This T-Shirt Changes Color When Exposed To Pollution In The Water

The innovative t-shirt is coated in a natural cabbage dye that reacts to pollution in water, causing it to change color based on various pH levels.

Credit: The Unseen/The Lost Explorer

“Out of sight, out of mind” is most people’s attitude when it comes to trash and disposing of waste. Such is unfortunate, as a large percent of garbage which is dumped into landfills ends up in the oceans, where it slowly breaks down and adversely affects wildlife. In addition to contaminating pristine environments, discarded trash sometimes traps birds, turtles, and other aquatic creatures. Unsustainable practices such as these also contribute to ocean acidification, which is when the pH of bodies of water is too acidic (or sometimes too alkaline) for wildlife to thrive. To raise awareness about this conundrum, design studios The Unseen and The Lost Explorer collaborated to create a T-shirt that changes color in response to changes in pH in bodies of water.

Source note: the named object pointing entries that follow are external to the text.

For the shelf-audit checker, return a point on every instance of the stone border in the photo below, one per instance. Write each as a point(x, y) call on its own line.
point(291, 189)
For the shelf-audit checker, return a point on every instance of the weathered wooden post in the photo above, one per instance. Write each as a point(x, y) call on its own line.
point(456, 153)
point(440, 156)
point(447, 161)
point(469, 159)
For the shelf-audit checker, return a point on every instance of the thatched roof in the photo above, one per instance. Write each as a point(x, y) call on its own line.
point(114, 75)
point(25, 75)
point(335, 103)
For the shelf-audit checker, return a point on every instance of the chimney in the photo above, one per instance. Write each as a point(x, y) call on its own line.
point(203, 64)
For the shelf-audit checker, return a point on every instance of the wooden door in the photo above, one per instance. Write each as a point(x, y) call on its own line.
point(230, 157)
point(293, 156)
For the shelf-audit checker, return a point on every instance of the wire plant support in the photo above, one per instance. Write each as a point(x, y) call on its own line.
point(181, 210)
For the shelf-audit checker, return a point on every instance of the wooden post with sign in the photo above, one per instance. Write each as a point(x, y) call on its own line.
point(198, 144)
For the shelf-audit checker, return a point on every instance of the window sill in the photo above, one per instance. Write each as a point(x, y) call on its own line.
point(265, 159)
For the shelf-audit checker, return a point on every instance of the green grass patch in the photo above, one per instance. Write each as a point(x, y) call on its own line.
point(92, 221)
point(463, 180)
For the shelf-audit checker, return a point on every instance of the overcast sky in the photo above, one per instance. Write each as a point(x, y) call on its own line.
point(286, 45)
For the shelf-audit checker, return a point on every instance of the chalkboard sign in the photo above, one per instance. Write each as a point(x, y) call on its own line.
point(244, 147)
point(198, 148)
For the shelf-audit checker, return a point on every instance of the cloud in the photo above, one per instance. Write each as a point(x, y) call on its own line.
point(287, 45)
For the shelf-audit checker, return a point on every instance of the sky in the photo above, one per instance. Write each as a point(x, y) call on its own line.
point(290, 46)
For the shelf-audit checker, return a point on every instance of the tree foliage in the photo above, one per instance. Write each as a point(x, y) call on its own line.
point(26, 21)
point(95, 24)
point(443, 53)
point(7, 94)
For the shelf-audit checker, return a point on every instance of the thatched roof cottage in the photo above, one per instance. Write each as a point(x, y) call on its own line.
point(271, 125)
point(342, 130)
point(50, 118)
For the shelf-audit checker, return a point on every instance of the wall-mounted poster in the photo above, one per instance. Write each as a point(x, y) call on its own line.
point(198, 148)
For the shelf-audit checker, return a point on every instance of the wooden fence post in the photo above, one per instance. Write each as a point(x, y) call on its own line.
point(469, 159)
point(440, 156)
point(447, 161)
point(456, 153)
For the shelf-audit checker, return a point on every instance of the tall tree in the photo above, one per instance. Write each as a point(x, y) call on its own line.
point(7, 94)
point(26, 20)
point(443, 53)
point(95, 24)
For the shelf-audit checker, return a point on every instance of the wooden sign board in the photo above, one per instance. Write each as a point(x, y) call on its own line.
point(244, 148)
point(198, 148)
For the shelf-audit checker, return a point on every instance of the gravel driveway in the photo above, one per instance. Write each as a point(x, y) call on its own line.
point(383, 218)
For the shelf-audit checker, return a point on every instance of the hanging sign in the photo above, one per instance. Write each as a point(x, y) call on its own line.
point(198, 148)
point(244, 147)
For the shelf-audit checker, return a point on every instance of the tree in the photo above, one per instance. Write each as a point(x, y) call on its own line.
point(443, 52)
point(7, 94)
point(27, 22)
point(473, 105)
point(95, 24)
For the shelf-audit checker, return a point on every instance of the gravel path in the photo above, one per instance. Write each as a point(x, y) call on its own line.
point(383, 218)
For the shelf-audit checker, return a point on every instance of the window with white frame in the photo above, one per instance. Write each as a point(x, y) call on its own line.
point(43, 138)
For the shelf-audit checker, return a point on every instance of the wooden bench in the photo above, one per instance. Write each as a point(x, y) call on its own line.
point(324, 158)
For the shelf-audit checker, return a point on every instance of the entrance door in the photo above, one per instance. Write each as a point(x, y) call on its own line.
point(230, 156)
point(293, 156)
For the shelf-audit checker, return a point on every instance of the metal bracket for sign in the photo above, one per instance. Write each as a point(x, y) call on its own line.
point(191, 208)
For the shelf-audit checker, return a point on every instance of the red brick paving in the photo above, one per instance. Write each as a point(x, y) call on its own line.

The innovative t-shirt is coated in a natural cabbage dye that reacts to pollution in water, causing it to change color based on various pH levels. Launched on World Environment Day — less than a week after U.S. President Donald Trump withdrew from the Paris climate agreement, its purpose is to raise awareness about the effects of climate change and ocean acidification.

“The political industry is in such turmoil at the moment, it feels like it’s down to normal people to flip the narrative,” said The Unseen founder Lauren Bowker. “[The project] is about using colour, clothing or material to give a language to something that’s deeper and bigger that most of us wouldn’t even understand when we look at facts and figures.”

Credit: The Unseen/The Lost Explorer

Bowker created the T-shirt by soaking it in a boiling pan with soda ash, which opens up the cotton fibers so they absorb the cabbage dye. Then, she soaked the garment in a cabbage-dye bath so it would take on a purple-blue shade. Because cabbage has a natural response to pH levels, it changes color when exposed to ocean pollution. Said Bowker,

“When the T-shirt comes into contact with non-neutral water, the pH level of that water is then revealed through the colour of the garment, forming colour shifts through the pH scale from alkaline green to acidic red.”

Credit: The Unseen/The Lost Explorer

“PH is an innate property of water, one that defines the limits within which life can and can’t thrive. The T-shirt starts its life purple to indicate the purest form of neutral water,” she added.

The shirt doesn’t just educate consumers on the effects of climate change, it prevents humans from swimming in bodies of water that are either too acidic or too alkaline and may result in skin irritations.